Answer: This is similar to the question above. If the clsid:CAF ... is used, then the older version will be installed and run. However, if the clsid:8AD is used, then the newer version will run the applet.

Question: What happens when an older version of the plug-in is installed on top of a newer version? For instance, some customer sites use automated "batch"
installation programs that remotely update users' computers over the local network. If 1.3.1 were installed on a computer that already has 1.4, would applets that require 1.4 still work? Would applets that require 1.3.1 work?

Answer: Assuming that version 1.4 was not removed, both applets should still run. However, a problem can occur when an older version of Plug-in is installed after a newer version. Suppose 1.3.1 is installed after 1.4 is installed and both are still present on the system. If the user goes to a page that specifies clsid:8AD ... ( dynamic versioning) with a codebase with version 1.4, then Plug-in will prompt the user to install 1.4 again, even though it is installed. This is what is happening in this case: The download services checks the clsid:8AD ... for version and finds it to be 1.3.1 (the last installed version), and it compares this to the version indicated in the codebase, which is 1.4. It decides that the user needs to install 1.4.

Question: How do we deploy incremental releases of the plug-in from Sun? For instance, when Sun releases a maintenance version of the 1.3 plug-in, how do our customers get this on their user's computers? Do we change the codebase string " #Version" from, say, " #Version=1,4,0,0" to " #Version=1,4,1,0"? Or is the user stuck with the original version of 1.4 unless they, or their IT department, manually install a newer one?

Answer: You can do either: you can change the version string to force download of a newer version, or users or IT departments can manually install the newer version. You could also set up an automated upgrade for all users. There may be advantages to removing earlier versions of Plug-in to avoid conflicts, such as the one described earlier.

Question: What about Netscape 4.x and 6? The above discussion applies to the use of the OBJECT tag with Internet Explorer.

Answer: In theory the same applies to Netscape 6 when it encounters the OBJECT tag.

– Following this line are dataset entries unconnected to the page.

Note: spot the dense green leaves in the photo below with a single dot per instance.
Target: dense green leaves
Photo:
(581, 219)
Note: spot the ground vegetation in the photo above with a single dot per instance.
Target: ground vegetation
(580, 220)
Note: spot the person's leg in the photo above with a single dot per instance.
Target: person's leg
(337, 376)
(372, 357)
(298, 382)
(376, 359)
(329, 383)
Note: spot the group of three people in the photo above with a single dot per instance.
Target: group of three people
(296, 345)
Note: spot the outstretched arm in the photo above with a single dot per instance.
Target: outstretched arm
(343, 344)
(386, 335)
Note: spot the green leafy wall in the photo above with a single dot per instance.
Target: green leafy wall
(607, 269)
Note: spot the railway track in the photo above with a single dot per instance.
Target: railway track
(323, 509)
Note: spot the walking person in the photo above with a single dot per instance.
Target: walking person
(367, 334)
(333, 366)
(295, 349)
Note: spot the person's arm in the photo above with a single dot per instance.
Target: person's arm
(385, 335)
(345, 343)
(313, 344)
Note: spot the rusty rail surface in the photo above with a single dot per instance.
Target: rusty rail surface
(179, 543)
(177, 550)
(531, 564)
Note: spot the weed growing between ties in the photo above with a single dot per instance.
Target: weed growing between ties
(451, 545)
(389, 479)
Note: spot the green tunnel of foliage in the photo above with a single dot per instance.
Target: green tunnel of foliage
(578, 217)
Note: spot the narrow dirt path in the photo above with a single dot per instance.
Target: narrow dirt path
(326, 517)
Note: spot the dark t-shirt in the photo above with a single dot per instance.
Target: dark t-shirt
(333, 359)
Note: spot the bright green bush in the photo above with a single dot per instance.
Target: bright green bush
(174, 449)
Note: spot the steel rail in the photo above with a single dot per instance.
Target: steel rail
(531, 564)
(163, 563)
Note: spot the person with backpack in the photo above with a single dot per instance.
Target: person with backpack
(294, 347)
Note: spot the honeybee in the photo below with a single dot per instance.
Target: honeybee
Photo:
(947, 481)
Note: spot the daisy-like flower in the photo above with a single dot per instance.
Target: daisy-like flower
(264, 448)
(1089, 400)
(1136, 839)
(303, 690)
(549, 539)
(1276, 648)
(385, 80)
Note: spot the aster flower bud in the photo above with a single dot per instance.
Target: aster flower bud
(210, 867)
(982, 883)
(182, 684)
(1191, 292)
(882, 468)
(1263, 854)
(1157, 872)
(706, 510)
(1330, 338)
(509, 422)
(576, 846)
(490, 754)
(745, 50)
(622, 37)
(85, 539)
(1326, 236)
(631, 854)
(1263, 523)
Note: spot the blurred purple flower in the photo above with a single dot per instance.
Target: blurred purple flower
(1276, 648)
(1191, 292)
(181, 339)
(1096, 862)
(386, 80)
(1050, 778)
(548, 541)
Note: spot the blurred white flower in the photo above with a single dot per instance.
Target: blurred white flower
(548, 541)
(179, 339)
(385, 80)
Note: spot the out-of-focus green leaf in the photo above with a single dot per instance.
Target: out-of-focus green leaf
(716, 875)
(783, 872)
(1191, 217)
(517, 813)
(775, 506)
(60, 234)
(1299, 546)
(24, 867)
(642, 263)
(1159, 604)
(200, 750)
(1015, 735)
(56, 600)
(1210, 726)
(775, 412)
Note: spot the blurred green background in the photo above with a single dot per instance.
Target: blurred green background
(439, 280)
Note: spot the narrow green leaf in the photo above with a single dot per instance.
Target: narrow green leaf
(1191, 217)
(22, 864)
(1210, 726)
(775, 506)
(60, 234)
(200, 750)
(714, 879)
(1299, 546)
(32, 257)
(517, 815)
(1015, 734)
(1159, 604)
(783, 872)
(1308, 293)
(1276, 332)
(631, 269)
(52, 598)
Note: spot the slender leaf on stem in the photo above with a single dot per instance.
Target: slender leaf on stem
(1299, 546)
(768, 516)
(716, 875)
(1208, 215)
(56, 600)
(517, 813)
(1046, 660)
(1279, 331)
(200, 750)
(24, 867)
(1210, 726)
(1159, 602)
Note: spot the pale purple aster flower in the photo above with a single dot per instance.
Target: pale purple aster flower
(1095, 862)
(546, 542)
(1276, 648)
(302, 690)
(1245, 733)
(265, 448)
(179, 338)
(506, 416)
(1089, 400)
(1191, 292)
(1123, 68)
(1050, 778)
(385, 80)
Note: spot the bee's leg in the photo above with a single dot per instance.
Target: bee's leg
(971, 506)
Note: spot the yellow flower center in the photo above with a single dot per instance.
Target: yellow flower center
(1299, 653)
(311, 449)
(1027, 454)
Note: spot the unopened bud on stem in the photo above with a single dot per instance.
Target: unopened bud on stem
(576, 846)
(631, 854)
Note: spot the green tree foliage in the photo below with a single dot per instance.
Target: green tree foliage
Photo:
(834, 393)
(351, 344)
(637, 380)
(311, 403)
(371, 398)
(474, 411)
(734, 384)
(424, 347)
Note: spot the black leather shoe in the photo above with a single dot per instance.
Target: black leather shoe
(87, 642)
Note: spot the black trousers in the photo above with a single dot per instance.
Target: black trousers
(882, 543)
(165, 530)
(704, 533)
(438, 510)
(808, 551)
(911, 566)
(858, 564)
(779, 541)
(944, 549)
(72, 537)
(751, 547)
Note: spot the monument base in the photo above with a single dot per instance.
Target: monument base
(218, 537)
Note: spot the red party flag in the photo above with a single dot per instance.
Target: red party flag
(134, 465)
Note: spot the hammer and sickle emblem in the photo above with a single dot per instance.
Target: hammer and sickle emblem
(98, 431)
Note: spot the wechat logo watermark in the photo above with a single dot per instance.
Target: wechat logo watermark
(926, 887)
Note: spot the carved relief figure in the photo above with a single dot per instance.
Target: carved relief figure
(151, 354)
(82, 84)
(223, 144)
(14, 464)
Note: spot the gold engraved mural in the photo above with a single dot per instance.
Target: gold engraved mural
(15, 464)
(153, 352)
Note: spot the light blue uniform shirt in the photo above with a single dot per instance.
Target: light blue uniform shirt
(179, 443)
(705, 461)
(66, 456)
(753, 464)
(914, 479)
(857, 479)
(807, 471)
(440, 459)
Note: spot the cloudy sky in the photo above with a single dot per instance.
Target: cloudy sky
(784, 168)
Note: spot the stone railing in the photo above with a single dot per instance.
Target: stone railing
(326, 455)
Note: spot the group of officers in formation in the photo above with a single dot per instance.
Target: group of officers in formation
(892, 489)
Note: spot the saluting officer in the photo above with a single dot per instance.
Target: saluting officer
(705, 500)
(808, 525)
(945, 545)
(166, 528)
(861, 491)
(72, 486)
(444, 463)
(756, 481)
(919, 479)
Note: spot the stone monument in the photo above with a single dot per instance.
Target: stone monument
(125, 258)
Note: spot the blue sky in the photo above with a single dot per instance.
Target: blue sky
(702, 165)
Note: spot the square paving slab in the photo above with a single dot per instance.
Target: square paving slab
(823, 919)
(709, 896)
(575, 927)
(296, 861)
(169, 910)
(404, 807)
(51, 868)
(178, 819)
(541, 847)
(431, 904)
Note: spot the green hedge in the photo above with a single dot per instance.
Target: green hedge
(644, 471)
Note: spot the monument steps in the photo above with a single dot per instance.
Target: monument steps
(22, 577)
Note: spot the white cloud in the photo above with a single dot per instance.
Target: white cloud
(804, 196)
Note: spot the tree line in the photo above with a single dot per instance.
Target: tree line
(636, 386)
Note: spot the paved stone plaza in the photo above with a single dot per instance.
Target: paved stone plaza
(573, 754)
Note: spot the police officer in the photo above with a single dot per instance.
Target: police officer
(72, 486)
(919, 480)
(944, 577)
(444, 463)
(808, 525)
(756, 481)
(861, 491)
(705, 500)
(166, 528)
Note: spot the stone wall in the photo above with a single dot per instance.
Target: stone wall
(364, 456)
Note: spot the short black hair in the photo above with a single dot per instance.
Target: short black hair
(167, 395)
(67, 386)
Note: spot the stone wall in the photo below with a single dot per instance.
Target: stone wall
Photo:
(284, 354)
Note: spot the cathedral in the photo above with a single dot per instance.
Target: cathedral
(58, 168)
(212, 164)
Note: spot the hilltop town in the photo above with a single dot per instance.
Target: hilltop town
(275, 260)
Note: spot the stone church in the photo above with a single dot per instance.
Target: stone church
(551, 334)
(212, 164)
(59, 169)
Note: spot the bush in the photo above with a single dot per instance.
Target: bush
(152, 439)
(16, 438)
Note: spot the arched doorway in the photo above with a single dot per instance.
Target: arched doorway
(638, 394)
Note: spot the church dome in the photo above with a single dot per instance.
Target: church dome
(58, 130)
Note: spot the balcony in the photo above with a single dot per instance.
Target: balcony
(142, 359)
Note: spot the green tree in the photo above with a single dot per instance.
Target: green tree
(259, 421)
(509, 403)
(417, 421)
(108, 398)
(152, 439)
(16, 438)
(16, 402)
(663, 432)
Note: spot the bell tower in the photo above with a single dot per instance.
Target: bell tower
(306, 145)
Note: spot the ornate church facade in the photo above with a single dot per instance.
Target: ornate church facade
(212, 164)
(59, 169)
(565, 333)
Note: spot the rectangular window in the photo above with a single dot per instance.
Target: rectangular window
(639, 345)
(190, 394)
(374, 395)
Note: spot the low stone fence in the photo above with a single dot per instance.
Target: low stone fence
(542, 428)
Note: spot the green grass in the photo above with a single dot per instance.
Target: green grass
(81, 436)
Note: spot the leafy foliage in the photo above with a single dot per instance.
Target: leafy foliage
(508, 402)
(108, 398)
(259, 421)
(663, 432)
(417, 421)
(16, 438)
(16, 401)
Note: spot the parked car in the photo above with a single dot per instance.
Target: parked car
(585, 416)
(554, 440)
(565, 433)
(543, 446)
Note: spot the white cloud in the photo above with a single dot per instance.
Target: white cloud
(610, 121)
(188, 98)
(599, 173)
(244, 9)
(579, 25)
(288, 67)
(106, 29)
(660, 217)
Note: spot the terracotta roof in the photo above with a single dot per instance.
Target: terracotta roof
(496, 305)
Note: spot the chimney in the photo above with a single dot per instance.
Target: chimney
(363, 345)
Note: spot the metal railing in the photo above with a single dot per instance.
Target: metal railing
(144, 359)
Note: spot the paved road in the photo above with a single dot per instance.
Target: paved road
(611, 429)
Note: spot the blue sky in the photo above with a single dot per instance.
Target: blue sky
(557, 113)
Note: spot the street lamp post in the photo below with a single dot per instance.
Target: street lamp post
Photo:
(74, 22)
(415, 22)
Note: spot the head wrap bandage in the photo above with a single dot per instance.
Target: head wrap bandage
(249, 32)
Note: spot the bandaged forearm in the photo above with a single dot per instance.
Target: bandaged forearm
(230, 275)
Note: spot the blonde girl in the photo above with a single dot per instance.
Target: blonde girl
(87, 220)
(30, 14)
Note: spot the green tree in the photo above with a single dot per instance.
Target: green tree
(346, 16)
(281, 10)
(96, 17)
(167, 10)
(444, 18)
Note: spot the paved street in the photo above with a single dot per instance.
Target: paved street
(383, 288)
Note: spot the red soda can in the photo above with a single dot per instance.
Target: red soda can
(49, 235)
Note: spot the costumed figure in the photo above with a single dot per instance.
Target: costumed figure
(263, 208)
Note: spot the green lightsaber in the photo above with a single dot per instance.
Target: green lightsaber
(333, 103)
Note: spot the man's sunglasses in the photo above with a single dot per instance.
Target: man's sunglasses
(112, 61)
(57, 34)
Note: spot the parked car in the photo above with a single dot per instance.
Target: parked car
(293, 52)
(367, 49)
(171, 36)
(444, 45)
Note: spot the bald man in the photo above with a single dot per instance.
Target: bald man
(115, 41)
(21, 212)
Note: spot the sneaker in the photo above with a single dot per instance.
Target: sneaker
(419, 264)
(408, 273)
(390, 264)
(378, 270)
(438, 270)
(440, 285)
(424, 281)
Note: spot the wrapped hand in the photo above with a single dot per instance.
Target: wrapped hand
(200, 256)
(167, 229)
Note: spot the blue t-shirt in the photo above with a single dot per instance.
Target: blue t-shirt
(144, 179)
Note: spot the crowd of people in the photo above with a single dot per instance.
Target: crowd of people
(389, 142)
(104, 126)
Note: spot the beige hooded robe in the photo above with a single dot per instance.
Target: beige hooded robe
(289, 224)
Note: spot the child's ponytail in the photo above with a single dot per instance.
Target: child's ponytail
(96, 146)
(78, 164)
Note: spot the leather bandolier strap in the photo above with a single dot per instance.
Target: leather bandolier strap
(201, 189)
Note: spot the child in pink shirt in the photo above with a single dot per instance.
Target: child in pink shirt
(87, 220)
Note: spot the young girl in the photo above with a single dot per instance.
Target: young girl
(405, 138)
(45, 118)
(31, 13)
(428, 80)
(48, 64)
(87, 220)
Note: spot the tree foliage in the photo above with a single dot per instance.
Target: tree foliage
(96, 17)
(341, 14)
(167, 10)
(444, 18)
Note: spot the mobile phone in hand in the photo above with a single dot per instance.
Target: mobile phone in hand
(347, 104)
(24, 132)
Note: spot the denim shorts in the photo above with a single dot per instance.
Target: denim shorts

Netscape 4.x uses the EMBED tag and the type attribute to indicate the version of the Plug-in. Use of " jpi-version" in the type is similar to clsid:CAF ... with the OBJECT tag; this indicates that a specific Plug-in is required. Use of type with just " version" is similar to clsid: 8AF ...; it indicates version but only requires that an installed Plug-in version be the same or higher but not exact.